Confusion swirled; then the memory of everything that had happened came rushing back. Nick being arrested. Her struggle with Travis. A terrible blow to the head. Panic sliced her cleanly, and for several unbearable moments she struggled mindlessly against her bindings. Her heart was like a piston in her chest. She could hear her breaths tearing from her throat, too shallow, too fast. The smell of exhaust told her she was in the back of a moving vehicle. Another wave of panic threatened, but she fought it back, willed her muscles to relax.
"Calm down," she whispered. "You're going to be okay."
Taking a deep breath, Nat looked around, but the back of the vehicle was completely dark. The carpet smelled like motor oil and dust. She tried to stretch out her legs, but the space was too small. She tested her bonds, found them secure, her hands already growing numb.
Where was he taking her?
The vehicle stopped abruptly, and the engine went silent. Every nerve in her body went taut when she heard the door slam. An instant later, the back door lifted. Fresh air and rain and the soft black light of night poured in.
"You're awake," Travis smiled down at her. "I was hoping I wouldn't have to carry you."

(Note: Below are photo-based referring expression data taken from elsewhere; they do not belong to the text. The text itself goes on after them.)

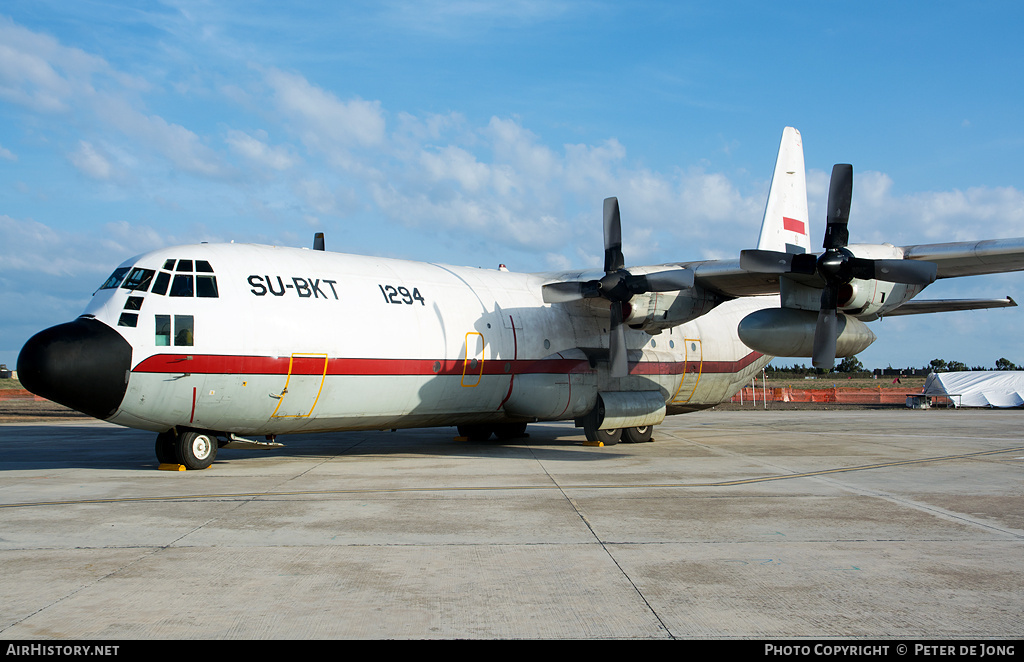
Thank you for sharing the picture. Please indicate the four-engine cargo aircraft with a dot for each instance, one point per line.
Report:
(204, 344)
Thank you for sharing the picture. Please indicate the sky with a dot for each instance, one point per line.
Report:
(476, 132)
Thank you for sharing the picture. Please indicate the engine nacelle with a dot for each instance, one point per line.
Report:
(785, 332)
(865, 300)
(657, 311)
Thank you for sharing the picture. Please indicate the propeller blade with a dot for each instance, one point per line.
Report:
(840, 197)
(823, 354)
(616, 342)
(768, 261)
(613, 259)
(677, 279)
(895, 271)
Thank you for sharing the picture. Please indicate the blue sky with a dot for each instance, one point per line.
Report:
(475, 132)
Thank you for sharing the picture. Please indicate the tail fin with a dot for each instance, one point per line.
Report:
(784, 226)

Nat raised her head and looked around, realized she was in the rear of Travis’s SUV. She saw trees and misty rain and the utter darkness of the woods. "Where are you taking me?"

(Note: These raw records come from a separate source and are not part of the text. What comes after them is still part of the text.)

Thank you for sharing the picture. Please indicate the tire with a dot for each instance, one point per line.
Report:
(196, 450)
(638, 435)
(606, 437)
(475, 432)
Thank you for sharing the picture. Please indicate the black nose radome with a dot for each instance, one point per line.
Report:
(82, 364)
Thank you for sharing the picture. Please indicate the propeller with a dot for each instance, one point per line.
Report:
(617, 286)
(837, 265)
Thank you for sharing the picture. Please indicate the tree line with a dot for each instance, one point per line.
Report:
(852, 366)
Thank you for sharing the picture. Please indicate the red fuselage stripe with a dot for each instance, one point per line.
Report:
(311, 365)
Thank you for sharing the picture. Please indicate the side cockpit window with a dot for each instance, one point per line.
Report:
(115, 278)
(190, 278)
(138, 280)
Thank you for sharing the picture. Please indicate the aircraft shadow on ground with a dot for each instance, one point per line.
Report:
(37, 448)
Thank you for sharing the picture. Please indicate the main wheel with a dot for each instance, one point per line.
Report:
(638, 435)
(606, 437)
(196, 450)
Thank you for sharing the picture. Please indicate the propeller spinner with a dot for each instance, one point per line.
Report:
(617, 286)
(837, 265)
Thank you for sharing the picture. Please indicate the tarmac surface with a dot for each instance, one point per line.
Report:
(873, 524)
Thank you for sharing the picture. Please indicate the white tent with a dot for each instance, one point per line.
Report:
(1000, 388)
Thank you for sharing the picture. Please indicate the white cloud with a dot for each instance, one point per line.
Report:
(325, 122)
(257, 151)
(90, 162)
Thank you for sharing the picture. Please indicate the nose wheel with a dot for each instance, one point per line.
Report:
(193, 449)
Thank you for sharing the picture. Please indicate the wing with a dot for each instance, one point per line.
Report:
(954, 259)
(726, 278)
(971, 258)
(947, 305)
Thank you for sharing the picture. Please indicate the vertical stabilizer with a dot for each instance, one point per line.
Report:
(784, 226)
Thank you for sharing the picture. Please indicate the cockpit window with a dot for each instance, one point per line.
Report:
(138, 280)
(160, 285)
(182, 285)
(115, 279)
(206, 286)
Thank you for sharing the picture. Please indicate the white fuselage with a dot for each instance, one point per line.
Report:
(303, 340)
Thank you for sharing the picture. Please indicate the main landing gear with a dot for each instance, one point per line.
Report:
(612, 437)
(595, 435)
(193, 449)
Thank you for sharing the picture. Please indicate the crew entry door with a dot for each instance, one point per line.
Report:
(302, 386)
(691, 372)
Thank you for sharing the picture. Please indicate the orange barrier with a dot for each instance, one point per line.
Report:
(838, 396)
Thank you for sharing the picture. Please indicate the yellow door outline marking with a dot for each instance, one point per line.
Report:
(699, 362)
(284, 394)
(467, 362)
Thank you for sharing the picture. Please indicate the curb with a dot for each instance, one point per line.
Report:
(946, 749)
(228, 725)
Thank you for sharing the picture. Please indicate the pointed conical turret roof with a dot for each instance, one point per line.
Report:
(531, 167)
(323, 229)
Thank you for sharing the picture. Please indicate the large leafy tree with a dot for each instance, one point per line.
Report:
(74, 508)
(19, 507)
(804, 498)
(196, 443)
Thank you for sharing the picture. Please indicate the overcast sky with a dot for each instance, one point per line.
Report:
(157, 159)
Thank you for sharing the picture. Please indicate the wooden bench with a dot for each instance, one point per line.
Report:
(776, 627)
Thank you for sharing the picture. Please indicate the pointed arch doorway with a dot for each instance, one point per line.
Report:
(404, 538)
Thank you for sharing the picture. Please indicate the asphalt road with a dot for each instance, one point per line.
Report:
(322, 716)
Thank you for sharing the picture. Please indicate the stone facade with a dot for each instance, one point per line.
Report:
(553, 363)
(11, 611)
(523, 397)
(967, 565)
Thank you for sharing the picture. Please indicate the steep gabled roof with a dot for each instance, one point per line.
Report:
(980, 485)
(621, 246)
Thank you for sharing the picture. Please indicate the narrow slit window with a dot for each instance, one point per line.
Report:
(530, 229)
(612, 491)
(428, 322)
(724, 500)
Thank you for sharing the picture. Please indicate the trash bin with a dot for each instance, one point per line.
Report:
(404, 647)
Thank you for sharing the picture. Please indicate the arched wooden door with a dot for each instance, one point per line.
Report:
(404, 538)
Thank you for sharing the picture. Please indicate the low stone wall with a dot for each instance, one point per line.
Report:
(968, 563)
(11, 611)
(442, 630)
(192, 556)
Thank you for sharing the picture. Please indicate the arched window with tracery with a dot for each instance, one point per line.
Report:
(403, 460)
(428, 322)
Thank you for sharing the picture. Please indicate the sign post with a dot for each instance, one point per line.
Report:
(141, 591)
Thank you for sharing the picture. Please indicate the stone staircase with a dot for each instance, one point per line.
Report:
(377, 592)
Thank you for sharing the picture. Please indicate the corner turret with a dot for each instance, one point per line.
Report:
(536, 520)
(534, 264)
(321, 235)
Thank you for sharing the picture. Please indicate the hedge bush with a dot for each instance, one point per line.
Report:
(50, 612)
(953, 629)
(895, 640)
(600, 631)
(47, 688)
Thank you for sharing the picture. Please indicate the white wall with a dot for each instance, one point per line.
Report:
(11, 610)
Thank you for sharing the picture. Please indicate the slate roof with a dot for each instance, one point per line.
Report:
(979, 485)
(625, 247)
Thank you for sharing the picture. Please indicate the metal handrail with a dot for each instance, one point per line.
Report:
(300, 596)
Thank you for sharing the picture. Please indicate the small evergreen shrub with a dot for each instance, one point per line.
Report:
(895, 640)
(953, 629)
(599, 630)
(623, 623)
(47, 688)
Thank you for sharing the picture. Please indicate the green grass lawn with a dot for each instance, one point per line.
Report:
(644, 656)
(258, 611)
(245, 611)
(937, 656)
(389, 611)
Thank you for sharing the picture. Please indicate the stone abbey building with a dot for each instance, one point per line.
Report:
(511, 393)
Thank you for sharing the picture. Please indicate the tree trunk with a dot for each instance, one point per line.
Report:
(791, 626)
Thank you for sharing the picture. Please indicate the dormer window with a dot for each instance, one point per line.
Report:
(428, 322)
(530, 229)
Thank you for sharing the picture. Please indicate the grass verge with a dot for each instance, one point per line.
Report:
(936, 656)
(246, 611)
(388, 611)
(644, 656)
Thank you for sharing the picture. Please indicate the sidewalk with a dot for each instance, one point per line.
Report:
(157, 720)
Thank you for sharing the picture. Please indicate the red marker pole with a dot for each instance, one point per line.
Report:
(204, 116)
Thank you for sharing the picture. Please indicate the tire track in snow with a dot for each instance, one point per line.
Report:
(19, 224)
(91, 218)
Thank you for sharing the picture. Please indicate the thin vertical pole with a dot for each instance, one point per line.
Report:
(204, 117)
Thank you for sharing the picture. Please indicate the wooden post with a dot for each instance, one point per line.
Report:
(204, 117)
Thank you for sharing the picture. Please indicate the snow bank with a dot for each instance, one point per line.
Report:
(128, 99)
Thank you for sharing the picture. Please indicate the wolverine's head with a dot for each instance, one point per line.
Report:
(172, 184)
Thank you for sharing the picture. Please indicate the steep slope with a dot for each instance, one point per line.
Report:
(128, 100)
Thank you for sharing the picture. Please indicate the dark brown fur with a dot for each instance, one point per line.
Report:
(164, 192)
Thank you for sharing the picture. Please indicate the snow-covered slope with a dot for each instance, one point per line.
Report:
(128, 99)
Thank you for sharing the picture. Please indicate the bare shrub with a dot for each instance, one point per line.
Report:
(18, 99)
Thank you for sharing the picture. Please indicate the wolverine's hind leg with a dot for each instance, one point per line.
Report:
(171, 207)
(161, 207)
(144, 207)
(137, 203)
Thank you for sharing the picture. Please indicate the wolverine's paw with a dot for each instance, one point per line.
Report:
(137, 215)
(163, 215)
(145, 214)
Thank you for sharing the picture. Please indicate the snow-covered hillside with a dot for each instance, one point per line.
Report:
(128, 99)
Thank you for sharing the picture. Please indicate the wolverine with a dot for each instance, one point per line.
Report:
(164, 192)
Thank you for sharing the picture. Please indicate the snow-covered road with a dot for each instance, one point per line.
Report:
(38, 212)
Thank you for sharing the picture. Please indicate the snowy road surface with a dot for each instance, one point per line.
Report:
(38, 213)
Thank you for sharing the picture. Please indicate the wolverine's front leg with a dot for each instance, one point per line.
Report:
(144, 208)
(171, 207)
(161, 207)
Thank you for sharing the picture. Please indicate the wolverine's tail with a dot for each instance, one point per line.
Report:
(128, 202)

"You'll find out soon enough." He reached for her arm. "Come on."
She struggled to a sitting position. Then he was pulling her roughly from the vehicle. She barely managed to get her feet beneath her when he slammed the door closed. He'd stopped the SUV on a dirt road surrounded by thick woods. He was holding a powerful spotlight and was using it to illuminate his face. A ripple of satisfaction went through her when she saw the raised bruise on his forehead where she'd hit him with the umbrella.
Taking her arm, he pulled her away from the SUV, then used the spotlight to indicate the path cut into the woods. "Start walking,” he said.
Nat started toward the path, but kept her pace slow. She didn't know where he was taking her, but knew it was a place she didn't want to go. Once they arrived, she was pretty sure he was going to kill her.
She could feel the fear bubbling inside her. Panic nipping at its heels. “Travis, it's not too late to stop this," she said. "It doesn't have to end this way."
"Shut your mouth and walk."
"What can you possibly hope to accomplish by killing me?"
"Killing you will keep me out of prison, Natalie."